REPUBLIKA.CO.ID, JENEWA, PBB--Para pemerintah negara Islam, mendesak organisasi Perserikatan Bangsa Bangsa (PBB) untuk meningkatkan investigasi di negara-negara Barat demi menghilangkan Islamofobia, istilah yang diartikan sebagai diskriminasi terhadap Islam dan pemeluk agama Islam.
Delegasi dari negar-negara Islam, seperti Mesir, Iran dan Pakistan, menyusun rancangan panduan baru bagi penyelidik kebebasan beragama PBB, bahwa diplomat Barat yang ingin menghalangi Islam dari Muslim yang berkomentar bisa dianggap penghinaan.
Selama debat di depan Dewan Hak Asasi Manusia, 16 Juni kemarin, mereka juga menuding penyidik antirasisme dari PBB--dalam sebuah laporan tentang aktivitas yang ditabelkan--tidak cukup fokus terhadap insiden diskriminasi terhadap Muslim di negara-negara Barat.
Menurut 57 anggota Organisasi Konferensi Islam (OKI), penyidik antirasisme seharusnya fokus pula terhadap rasisme kontemporer, khususnya yang terjadi di masyarakat Barat. Mereka juga menyatakan Islamofobia tumbuh, terutama di negara-negara belahan Utara. Mesir dan Libya juga menyoal kondisi Muslim yang menjadi target rasisme dan diskriminasi di negara Barat.
"Orang-orang keturunan asing di Barat, seperti Afrika, Arab, Muslim dan Asia, benar-benar menghadapi stereotip negatif, peremehan dan stigmatisasi di dalam lingkungan di mana tumbuh perasaan antiorang asing (xenofobia)," ujar delegasi dari Mesir, Ahmed Ihab Gameleldin. Negera-negara bermayoritas Muslim itu juga menuntut pendekatan konstruktif untuk menjamin hak kebebasan beragama
Rancangan pedoman bagi penyidik kebebasan beragama PBB yang disampaikan OKI bisa jadi akan disetujui, mengingat negara-negara Muslim dan kawan-kawan dekat mereka, seperti Cuba, Rusia dan Cina berada di satu kubu. Begitu diloloskan, mandat baru itu akan menempatkan negara Barat dibawah meningkatnya tekanan PBB dalam pencegahan kritik atas Islam, yang dikhawatirkan sejumlah pengamat Barat, justru "menghapus" perlindungan kebebasan berbicara yang sesungguhnya.

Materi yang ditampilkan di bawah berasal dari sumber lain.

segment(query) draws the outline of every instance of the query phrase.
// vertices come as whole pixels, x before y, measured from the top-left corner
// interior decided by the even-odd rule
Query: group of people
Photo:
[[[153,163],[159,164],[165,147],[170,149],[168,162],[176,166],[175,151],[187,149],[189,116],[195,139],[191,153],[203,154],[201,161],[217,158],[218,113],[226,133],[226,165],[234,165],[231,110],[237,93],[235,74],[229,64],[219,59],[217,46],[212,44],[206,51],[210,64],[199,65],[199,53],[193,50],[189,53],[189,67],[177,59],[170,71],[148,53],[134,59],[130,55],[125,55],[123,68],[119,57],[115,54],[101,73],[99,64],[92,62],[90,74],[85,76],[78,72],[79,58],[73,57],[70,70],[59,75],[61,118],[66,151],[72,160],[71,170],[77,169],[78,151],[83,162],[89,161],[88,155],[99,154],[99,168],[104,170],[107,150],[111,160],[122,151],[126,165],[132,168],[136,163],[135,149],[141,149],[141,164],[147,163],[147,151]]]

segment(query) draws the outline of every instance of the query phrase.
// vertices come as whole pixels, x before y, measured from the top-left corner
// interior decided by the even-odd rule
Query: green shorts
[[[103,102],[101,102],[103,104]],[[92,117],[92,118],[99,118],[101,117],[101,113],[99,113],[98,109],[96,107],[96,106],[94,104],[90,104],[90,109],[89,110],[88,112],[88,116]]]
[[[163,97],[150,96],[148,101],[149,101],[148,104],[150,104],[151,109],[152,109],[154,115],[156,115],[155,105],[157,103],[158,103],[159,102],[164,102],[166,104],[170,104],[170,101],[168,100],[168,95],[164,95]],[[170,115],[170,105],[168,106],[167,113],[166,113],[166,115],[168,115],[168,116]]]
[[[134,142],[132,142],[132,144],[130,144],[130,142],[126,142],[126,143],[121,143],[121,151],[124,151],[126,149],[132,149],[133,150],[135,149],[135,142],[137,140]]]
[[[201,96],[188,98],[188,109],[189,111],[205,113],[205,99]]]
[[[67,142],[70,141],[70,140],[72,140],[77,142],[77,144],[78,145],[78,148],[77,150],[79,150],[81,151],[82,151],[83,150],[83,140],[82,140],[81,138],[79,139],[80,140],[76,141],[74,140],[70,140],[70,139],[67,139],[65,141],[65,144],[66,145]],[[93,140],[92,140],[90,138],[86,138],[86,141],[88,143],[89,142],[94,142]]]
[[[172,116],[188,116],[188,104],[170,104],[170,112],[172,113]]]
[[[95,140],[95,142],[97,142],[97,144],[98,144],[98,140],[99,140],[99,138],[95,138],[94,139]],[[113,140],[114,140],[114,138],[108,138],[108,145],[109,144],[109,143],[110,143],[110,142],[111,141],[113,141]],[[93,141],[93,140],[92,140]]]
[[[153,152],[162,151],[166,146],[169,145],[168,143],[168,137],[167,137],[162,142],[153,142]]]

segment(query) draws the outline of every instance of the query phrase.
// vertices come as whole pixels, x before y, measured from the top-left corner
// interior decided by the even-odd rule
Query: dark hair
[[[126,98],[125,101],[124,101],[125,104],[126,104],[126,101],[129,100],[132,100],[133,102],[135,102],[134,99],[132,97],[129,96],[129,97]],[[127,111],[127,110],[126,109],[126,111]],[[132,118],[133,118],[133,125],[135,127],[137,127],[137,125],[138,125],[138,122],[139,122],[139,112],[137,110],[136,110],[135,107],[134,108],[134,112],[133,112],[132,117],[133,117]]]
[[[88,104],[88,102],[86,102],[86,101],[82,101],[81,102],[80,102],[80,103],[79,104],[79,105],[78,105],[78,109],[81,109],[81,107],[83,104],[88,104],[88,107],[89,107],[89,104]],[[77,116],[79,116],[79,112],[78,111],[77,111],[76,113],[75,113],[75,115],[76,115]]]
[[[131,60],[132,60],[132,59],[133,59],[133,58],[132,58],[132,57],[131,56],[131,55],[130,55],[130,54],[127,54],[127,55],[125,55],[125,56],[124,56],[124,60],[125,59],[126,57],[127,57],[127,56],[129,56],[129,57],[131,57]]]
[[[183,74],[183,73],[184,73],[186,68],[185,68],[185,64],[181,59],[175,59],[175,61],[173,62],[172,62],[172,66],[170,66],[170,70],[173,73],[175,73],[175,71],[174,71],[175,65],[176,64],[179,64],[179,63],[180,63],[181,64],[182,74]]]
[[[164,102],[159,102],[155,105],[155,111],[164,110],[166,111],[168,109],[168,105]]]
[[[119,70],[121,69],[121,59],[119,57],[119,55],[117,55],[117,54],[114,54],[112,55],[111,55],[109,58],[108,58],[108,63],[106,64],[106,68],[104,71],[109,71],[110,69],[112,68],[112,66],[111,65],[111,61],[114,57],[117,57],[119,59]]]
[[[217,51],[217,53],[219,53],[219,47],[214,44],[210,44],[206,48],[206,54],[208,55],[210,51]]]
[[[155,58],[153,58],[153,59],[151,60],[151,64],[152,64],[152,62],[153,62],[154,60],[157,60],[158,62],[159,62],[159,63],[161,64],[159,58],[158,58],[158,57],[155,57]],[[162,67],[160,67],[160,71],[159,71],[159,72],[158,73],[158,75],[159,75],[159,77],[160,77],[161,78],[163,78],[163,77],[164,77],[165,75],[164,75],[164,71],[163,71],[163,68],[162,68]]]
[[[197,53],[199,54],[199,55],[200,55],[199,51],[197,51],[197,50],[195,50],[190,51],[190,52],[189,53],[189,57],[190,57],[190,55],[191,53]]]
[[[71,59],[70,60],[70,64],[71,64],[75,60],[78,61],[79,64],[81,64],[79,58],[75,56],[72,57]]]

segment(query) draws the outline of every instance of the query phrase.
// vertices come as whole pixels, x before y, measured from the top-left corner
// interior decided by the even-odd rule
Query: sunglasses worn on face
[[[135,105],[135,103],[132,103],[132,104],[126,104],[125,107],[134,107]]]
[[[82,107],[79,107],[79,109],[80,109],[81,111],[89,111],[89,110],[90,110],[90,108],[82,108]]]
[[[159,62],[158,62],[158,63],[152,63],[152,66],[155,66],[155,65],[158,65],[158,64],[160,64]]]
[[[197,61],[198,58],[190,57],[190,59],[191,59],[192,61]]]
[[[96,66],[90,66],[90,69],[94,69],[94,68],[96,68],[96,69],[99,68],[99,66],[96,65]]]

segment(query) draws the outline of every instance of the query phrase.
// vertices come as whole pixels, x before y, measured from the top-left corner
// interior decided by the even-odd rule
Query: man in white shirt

Satu butir dalam rancangan pedoman itu juga menyeru kepada penyidik UN untuk "lebih mencermati organisasi media masa demi menjamin bahwa mereka mempromosikan atmosfer menghormati dan bertoleransi terhadap keragaman budaya dan agama,
Namun, meski memiliki peluang lolos, rancangan itu bukan tanpa perlawanan. Banyak grup hak asasi manusia mendebat bahwa negara-negara Islam itu hanya mencari tambahan "perlindungan" terhadap diskriminasi agama sebagai kedok pembenaran kejahatan yang di negara mereka, terutama terhadap warga yang memilih atheis, keluar dari Islam dan pihak lain yang dianggap menentang Islam.
"UN Watch sangat waspada dengan upaya blok Islami untuk mengubah perlindungan internasional terhadap kebebasan bergama menjadi pedang tajam perlindungan agama yang dimotivasi penyensoran negara," ujar direktur eksekutif lembaga pengawas PBB yang berbasis di Jenewa-Swiss, David Littman. "Ini memang bagian dari kampanye lebih besar, yakni mengalihkan bahaya gamblang ekstrimisme Islam ke narasi imaginatif bahwa Islam dan pengikutnya menjadi korban Barat."